2010-05-03 Thread Howard Coles
Smaller storage pool volumes and more of them.  Then TSM only has to
open and use what it needs at the time, and more processes can be run
successfully at the same time.  Of course this all depends on how much
RAM and processor power you have as well.  The Single LUN shouldn't be a
problem as long as you have a good queue depth, but I would definitely
break up the pool into multiple volumes.


See Ya'
Howard Coles Jr.
John 3:16!

-Original Message-
From: ADSM: Dist Stor Manager [mailto:ads...@vm.marist.edu] On Behalf Of
Mehdi Salehi
Sent: Sunday, May 02, 2010 10:56 PM
To: ADSM-L@VM.MARIST.EDU
Subject: Re: [ADSM-L] mediawait during backup to disk

- One point is that you gain virtually nothing by 6 volume groups. You
can
put the six LUNs in a single VG, no performance difference I believe.

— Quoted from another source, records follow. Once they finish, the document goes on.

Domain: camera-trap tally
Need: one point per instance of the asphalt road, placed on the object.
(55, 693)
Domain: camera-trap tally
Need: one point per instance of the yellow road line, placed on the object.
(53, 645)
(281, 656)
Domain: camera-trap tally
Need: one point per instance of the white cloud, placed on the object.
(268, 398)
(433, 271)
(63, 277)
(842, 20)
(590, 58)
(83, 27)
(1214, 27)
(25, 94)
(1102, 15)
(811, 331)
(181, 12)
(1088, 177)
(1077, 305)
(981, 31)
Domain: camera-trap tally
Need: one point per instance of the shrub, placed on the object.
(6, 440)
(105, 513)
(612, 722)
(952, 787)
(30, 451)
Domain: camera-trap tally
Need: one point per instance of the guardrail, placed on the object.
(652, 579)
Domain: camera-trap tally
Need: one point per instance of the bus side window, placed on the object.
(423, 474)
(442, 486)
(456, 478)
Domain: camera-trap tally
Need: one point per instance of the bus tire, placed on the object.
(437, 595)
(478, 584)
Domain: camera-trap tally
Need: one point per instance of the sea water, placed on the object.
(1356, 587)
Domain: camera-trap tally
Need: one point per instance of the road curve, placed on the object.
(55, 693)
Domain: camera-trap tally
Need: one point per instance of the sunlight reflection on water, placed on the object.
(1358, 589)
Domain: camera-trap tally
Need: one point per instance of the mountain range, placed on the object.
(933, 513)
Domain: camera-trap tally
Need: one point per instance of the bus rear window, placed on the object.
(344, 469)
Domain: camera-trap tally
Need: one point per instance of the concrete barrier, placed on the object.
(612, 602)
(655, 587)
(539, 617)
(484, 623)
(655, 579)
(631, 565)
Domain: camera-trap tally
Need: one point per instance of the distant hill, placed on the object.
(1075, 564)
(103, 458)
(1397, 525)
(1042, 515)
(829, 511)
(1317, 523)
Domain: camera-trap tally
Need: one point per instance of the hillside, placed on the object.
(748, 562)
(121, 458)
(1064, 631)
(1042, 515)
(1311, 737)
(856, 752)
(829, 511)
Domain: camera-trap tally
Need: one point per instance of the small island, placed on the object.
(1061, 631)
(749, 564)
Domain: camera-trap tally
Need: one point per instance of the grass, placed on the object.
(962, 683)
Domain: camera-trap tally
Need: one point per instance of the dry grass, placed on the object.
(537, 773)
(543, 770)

- Have you tuned the queue_depth of the LUNs based on AMS documentation.
Check it by lsattr -El hdiskX

Here is my question from the group:
Which one performs better?
a- One big TSM volume on a 2TB LUN
b- More than one TSM volumes on a 2TB LUN

Thanks


Re: mediawait during backup to disk

2010-05-03 Thread Michael Green
On Mon, May 3, 2010 at 3:48 PM, Howard Coles
howard.co...@ardenthealth.com wrote:
 Smaller storage pool volumes and more of them.  Then TSM only has to
 open and use what it needs at the time, and more processes can be run
 successfully at the same time.  Of course this all depends on how much
 RAM and processor power you have as well.  The Single LUN shouldn't be a
 problem as long as you have a good queue depth, but I would definitely
 break up the pool into multiple volumes.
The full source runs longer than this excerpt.